From Universal Dependencies to Abstract Syntax

Aarne Ranta
University of Gothenburg, Sweden

Prasanth Kolachina
University of Gothenburg, Sweden

Ingår i: Proceedings of the NoDaLiDa 2017 Workshop on Universal Dependencies, 22 May, Gothenburg Sweden

Linköping Electronic Conference Proceedings 135:14, s. 107-116

NEALT Proceedings Series 31:14, s. 107-116

Publicerad: 2017-05-29

ISBN: 978-91-7685-501-0

ISSN: 1650-3686 (tryckt), 1650-3740 (online)

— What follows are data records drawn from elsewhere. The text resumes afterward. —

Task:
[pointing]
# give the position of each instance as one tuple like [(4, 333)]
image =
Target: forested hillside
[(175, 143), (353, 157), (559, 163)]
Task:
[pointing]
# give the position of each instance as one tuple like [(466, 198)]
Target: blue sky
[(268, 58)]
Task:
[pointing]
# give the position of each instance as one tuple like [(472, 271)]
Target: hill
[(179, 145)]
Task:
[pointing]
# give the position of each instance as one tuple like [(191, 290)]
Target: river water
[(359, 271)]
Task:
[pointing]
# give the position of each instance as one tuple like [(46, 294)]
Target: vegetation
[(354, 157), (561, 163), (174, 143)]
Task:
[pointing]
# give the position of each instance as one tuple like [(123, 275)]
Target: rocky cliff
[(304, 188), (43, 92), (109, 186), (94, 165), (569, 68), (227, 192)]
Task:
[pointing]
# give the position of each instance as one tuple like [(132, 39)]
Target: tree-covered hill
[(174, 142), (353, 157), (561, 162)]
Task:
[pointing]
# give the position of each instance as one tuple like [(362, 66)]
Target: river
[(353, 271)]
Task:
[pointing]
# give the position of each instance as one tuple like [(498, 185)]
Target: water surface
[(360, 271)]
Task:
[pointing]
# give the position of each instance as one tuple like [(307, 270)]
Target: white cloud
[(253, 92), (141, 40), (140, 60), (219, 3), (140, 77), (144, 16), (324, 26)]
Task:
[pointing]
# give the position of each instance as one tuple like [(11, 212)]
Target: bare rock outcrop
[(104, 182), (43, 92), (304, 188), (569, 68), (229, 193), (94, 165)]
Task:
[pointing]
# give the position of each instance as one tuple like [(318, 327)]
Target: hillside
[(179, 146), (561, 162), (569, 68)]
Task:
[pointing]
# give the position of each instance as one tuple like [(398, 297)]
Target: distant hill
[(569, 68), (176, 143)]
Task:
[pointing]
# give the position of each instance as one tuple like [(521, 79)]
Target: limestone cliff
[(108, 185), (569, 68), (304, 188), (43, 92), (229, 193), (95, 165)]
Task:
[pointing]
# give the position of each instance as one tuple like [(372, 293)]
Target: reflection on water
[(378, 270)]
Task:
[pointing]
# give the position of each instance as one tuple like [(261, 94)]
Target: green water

Abstract syntax is a tectogrammatical tree representation, which can be shared between languages. It is used for programming languages in compilers, and has been adapted to natural languages in GF (Grammatical Framework). Recent work has shown how GF trees can be converted to UD trees, making it possible to generate parallel synthetic treebanks for those 30 languages that are currently covered by GF. This paper attempts to invert the mapping: take UD trees from standard treebanks and reconstruct GF trees from them. Such a conversion is potentially useful in bootstrapping treebanks by translation. It can also help GF-based interlingual translation by providing a robust, efficient front end. However, since UD trees are based on natural (as opposed to generated) data and built manually or by machine learning (as opposed to rules), the conversion is not trivial. This paper will present a basic algorithm, which is essentially based on inverting the GF to UD conversion. This method enables covering around 70% of nodes, and the rest can be covered by approximative back up strategies. Analysing the reasons of the incompleteness reveals structures missing in GF grammars, but also some problems in UD treebanks.